The limitations of the study are related to the possibility of selection biases related to the noninclusion of all patients consecutively. This was because critically ill patients could not sign the informed consent form themselves, and their family members, because they could not enter hospitals during the pandemic, could not authorize entry into the research study. Likewise, it is possible that the biases may have been related to incomplete data that should have been collected retrospectively from the medical records once the patient had died.

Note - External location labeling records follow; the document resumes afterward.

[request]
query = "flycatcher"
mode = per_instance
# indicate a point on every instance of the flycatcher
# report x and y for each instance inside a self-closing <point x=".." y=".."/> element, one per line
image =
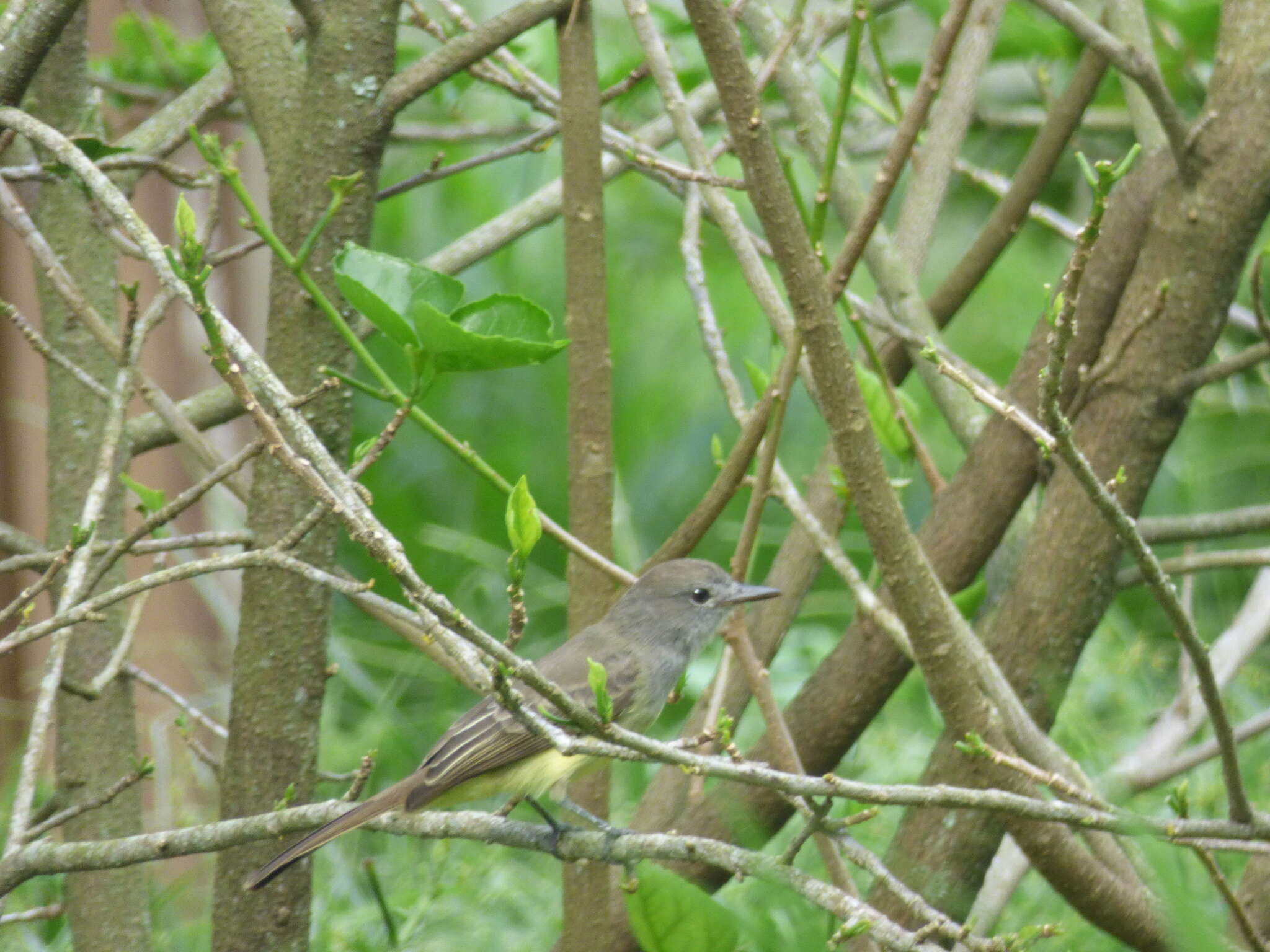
<point x="644" y="643"/>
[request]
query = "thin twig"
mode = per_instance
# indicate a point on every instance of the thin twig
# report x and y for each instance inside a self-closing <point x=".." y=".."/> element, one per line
<point x="94" y="803"/>
<point x="1137" y="66"/>
<point x="1237" y="912"/>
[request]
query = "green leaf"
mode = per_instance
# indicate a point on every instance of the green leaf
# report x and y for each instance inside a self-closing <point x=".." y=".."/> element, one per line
<point x="383" y="288"/>
<point x="969" y="598"/>
<point x="362" y="448"/>
<point x="151" y="499"/>
<point x="598" y="679"/>
<point x="500" y="330"/>
<point x="91" y="146"/>
<point x="523" y="527"/>
<point x="95" y="149"/>
<point x="151" y="52"/>
<point x="886" y="426"/>
<point x="670" y="914"/>
<point x="184" y="221"/>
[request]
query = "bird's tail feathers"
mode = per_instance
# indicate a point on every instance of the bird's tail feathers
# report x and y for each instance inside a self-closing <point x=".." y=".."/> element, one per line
<point x="381" y="803"/>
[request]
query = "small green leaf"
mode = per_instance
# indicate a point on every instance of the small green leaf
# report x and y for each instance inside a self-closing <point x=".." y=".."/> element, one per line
<point x="186" y="223"/>
<point x="151" y="499"/>
<point x="840" y="484"/>
<point x="91" y="146"/>
<point x="380" y="287"/>
<point x="723" y="726"/>
<point x="969" y="598"/>
<point x="95" y="149"/>
<point x="523" y="526"/>
<point x="671" y="914"/>
<point x="497" y="332"/>
<point x="362" y="448"/>
<point x="886" y="426"/>
<point x="972" y="746"/>
<point x="1179" y="800"/>
<point x="598" y="679"/>
<point x="340" y="186"/>
<point x="758" y="379"/>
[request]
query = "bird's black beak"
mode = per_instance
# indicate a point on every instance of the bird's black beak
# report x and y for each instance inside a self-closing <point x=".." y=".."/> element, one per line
<point x="752" y="593"/>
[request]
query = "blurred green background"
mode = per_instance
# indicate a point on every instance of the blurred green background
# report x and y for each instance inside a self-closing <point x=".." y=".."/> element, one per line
<point x="446" y="895"/>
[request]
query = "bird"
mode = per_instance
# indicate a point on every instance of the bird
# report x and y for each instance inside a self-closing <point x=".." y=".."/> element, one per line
<point x="644" y="643"/>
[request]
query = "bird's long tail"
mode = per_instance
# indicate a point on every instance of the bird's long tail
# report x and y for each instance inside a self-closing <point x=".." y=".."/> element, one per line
<point x="381" y="803"/>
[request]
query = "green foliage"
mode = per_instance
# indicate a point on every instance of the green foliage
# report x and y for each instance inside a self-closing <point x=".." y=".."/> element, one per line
<point x="970" y="598"/>
<point x="149" y="51"/>
<point x="523" y="526"/>
<point x="418" y="309"/>
<point x="670" y="914"/>
<point x="151" y="500"/>
<point x="887" y="426"/>
<point x="91" y="146"/>
<point x="598" y="681"/>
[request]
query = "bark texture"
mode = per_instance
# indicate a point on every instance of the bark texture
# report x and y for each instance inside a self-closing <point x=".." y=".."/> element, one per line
<point x="97" y="741"/>
<point x="1197" y="240"/>
<point x="316" y="121"/>
<point x="590" y="890"/>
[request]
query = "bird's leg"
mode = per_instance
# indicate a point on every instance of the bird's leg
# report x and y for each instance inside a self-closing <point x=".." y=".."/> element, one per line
<point x="508" y="806"/>
<point x="611" y="833"/>
<point x="558" y="828"/>
<point x="600" y="824"/>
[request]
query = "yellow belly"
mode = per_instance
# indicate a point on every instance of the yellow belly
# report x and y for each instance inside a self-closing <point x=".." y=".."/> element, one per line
<point x="531" y="777"/>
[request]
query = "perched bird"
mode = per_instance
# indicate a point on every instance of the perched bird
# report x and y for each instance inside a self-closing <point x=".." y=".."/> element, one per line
<point x="646" y="643"/>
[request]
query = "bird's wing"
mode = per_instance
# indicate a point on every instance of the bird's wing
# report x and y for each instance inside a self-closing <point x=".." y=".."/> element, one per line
<point x="488" y="736"/>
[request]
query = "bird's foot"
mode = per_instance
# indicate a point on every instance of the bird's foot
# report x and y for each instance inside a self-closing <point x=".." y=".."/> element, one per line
<point x="558" y="829"/>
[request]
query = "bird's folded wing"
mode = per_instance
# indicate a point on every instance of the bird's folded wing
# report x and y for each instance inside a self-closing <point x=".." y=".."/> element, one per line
<point x="488" y="736"/>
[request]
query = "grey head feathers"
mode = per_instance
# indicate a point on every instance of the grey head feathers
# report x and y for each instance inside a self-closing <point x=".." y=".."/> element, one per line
<point x="680" y="604"/>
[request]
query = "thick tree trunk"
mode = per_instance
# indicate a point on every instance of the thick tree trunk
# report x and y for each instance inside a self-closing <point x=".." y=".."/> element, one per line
<point x="588" y="889"/>
<point x="1198" y="242"/>
<point x="280" y="660"/>
<point x="97" y="741"/>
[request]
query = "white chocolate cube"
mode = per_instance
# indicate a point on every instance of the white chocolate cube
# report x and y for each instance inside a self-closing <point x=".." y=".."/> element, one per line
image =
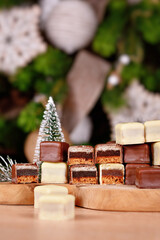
<point x="53" y="172"/>
<point x="129" y="133"/>
<point x="111" y="173"/>
<point x="40" y="191"/>
<point x="156" y="153"/>
<point x="152" y="131"/>
<point x="56" y="208"/>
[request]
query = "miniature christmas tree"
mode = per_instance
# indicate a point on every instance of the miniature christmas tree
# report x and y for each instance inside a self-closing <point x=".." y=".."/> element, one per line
<point x="6" y="169"/>
<point x="50" y="128"/>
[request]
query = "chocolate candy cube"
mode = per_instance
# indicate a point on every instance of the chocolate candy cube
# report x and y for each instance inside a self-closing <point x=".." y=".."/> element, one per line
<point x="81" y="155"/>
<point x="155" y="153"/>
<point x="108" y="153"/>
<point x="136" y="153"/>
<point x="53" y="172"/>
<point x="24" y="173"/>
<point x="148" y="177"/>
<point x="111" y="173"/>
<point x="53" y="151"/>
<point x="131" y="172"/>
<point x="83" y="174"/>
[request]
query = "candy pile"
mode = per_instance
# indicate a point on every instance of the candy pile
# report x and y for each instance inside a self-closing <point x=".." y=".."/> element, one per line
<point x="133" y="159"/>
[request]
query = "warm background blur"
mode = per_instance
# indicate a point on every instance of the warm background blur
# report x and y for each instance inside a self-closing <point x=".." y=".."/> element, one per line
<point x="98" y="59"/>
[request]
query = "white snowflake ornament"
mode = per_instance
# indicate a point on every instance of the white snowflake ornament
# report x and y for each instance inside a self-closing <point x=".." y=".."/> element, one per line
<point x="20" y="40"/>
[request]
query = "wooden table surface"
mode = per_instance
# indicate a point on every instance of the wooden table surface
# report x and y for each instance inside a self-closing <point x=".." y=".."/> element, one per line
<point x="20" y="222"/>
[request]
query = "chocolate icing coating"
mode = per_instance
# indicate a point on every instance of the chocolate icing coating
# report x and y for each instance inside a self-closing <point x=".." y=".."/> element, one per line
<point x="136" y="153"/>
<point x="81" y="155"/>
<point x="113" y="172"/>
<point x="79" y="174"/>
<point x="51" y="151"/>
<point x="108" y="153"/>
<point x="131" y="172"/>
<point x="27" y="172"/>
<point x="148" y="177"/>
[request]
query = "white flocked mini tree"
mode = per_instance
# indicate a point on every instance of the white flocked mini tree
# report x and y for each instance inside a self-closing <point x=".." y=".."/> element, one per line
<point x="50" y="128"/>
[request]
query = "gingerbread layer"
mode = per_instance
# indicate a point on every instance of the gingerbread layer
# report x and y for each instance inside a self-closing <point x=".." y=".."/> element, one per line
<point x="75" y="161"/>
<point x="112" y="180"/>
<point x="27" y="179"/>
<point x="108" y="159"/>
<point x="84" y="180"/>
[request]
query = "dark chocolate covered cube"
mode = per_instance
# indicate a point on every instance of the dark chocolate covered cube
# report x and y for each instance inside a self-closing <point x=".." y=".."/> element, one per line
<point x="148" y="177"/>
<point x="108" y="153"/>
<point x="131" y="172"/>
<point x="136" y="153"/>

The observations made in this study correspond to the characteristics of the patients who received care in the four participating institutions and the management protocols of each institution; therefore, the generalization of their results is limited to the observed hospitals.
Conclusion
Since the beginning of the SARS-CoV-2 pandemic in Colombia and in the rest of the world, nursing personnel in ICUs have had to initiate a process of relearning and skills training for the care of critical patients with ARDS. Although nurses implement a number of interventions derived from medical orders, the progress and recovery of each patient in intensive care depends on the combination of these measures with their own measures within the role that nurses play on an hourly basis. Each intervention depends on an assessment of the health status and the adequate interpretation of the vital signs, from which the results of the administration of medications, respiratory care, positioning, and identification and timely management of complications in the ICU are derived.
In conclusion, the findings of our study add to the understanding of the behavior and the impact of the COVID-19 pandemic in Colombia, which are very similar to those in the rest of the world. The progress of the pandemic, the rapidity of the transmission of the disease, its evolution, and its impact on certain systems, such as the respiratory system, allowed us to recognize the need to build an appropriate multidisciplinary care plan in intensive care applicable to future epidemics. The behavior of the pandemic, similar to that observed in the rest of the world, in terms of mortality and demographic characterization, comorbidities, ventilatory parameters, and complications allowed us to understand the importance of coordinated multidisciplinary work and to highlight the importance of specific nursing care linked to all structured treatment processes in the ICU. The findings of the study improve our understanding of the pandemic in Colombia and will help in the construction of strategic and curriculum plans for the future management of similar situations.